Interviewer:
WHEN YOU'RE ON THE HILL, AND WE SPENT THE DAY UP
THERE, AND YOU TALKED TO MEMBERS OF CONGRESS AND STAFF MEMBERS ABOUT THE
EARLY YEARS OF THE REAGAN ADMINISTRATION, YOU GET THE SENSE THAT THE HILL,
IT WAS AN ENORMOUSLY IMPORTANT EVENT, ALMOST LIKE A CRUSADE COMING TO THE
HILL AND LIBERALS GOT VERY DEPRESSED AND NOBODY CAME TO THEIR OFFICES AND
THEY LOOKED OUT AND SAW PEOPLE WANDERING BY AND GOING TO REPUBLICANS’
OFFICES AND REPUBLICANS GOT VERY EXCITED BECAUSE THEY WERE NOT ONLY IN
CONTROL BUT THEY HAD A PROGRAM, A DEFINED PROGRAM, THAT WAS GOING TO CHANGE
THINGS. HOW WAS THE ADMINISTRATION, IN THAT KIND OF FEELING SENSE, HOW DID
THE MILITARY ESTABLISHMENT REACT TO THE COMING OF THE REAGAN YEARS? WAS IT
AN ENTHUSIASM THAT NOW WE CAN GET BACK ON THE RIGHT COURSE?
Iklé:
Well, I'm not a representative of the military
establishment.
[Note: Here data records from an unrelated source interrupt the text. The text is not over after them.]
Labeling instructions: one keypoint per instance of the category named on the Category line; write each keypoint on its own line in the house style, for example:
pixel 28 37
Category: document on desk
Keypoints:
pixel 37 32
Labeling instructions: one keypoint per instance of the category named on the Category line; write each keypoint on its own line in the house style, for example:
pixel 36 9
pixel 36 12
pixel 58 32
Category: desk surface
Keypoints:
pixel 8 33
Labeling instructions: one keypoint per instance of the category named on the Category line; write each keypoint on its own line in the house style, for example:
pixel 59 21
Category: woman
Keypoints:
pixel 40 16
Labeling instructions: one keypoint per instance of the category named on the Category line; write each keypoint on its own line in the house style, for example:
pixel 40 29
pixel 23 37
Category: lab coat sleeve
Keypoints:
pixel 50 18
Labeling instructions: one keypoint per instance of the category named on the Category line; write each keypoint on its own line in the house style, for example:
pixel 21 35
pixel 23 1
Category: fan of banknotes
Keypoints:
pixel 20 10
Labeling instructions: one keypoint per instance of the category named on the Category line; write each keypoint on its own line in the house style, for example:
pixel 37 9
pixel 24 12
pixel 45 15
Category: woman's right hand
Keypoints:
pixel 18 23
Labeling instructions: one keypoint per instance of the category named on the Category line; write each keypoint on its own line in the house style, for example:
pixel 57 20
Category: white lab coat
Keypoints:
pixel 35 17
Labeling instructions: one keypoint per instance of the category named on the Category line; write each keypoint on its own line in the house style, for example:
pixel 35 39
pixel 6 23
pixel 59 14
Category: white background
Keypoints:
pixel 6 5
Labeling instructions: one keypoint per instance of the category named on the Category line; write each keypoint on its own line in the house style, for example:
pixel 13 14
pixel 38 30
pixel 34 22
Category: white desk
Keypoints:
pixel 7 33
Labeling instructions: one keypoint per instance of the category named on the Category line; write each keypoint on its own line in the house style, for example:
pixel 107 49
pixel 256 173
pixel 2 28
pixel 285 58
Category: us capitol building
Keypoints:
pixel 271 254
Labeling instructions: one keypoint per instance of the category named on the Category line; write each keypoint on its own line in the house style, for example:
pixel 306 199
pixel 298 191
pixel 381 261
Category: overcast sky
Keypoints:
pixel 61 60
I came in with the Reagan Administration in 1981 as a
presidential appointee. So, I'm talking here from the outside about trying
to answer your question. I felt they recognized that there was more
appreciation of what they were trying to do. And I think the strongest and
the most deep felt reaction, response and appreciation, concerned personnel.
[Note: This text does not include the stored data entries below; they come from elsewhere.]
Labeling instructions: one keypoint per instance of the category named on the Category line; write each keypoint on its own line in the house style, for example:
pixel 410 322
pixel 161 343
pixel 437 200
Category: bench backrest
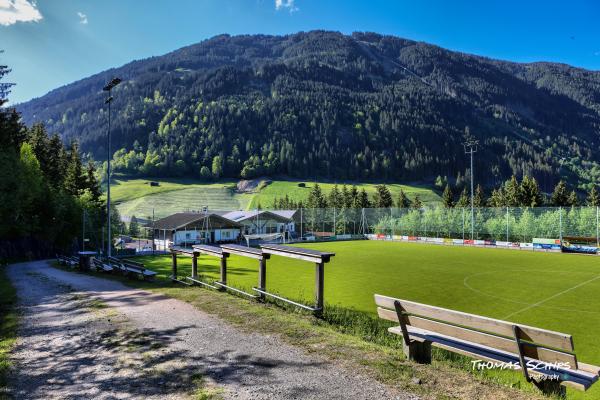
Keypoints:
pixel 298 253
pixel 538 344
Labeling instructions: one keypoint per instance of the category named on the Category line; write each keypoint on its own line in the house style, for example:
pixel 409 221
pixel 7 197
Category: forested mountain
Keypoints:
pixel 324 104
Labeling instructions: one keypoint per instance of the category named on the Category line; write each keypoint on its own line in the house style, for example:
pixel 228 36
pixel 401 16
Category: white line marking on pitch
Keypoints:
pixel 551 297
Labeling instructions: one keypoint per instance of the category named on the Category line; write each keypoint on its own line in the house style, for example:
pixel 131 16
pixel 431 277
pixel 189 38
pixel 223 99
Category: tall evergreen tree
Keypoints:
pixel 573 199
pixel 382 197
pixel 417 203
pixel 316 199
pixel 463 200
pixel 403 201
pixel 560 196
pixel 448 197
pixel 74 178
pixel 362 200
pixel 593 198
pixel 479 198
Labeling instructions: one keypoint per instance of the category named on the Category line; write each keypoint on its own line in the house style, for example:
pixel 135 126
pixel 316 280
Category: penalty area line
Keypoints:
pixel 551 297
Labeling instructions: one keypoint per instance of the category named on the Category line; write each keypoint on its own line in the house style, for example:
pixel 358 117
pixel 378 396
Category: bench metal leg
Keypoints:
pixel 319 286
pixel 174 272
pixel 223 272
pixel 262 277
pixel 195 266
pixel 416 351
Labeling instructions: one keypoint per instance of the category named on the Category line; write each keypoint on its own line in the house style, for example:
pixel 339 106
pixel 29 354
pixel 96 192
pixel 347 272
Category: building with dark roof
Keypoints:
pixel 189 228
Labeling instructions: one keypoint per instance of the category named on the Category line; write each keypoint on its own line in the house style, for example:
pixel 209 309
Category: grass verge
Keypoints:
pixel 8 326
pixel 354 340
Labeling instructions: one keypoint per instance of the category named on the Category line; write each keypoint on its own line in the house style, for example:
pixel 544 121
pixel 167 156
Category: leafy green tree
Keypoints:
pixel 362 200
pixel 403 201
pixel 512 192
pixel 573 199
pixel 479 197
pixel 134 227
pixel 448 197
pixel 316 199
pixel 593 198
pixel 335 198
pixel 382 197
pixel 416 203
pixel 463 200
pixel 560 196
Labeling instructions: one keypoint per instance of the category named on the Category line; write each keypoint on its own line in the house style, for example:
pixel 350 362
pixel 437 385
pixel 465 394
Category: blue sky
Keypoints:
pixel 49 43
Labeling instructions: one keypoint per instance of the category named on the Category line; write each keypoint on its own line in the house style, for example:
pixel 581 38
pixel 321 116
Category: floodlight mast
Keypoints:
pixel 471 148
pixel 108 88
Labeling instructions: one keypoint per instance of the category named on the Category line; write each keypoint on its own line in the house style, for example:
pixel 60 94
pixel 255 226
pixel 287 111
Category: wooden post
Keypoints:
pixel 262 276
pixel 223 271
pixel 319 285
pixel 195 265
pixel 174 256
That President Reagan personally spoke about military personnel and people
in uniform in a way that raised their prestige. And, of course, we improved
under Secretary Weinberger and President Reagan the living conditions. So
the morale went up. The recruitment improved, the percentage of high school
graduates went up markedly, the drug abuse, absent without leave, all these
bad indicators went down, the good indicators all went up. And at the end of
the Reagan Administration, there's a much better personnel structure than,
this is really the core of our forces. And another thing, the American
people now regard, if you look at some of the opinion polls of the military,
with the highest esteem above, I think, the clergy, above the Supreme Court
in terms of their ranking of various professions, you know?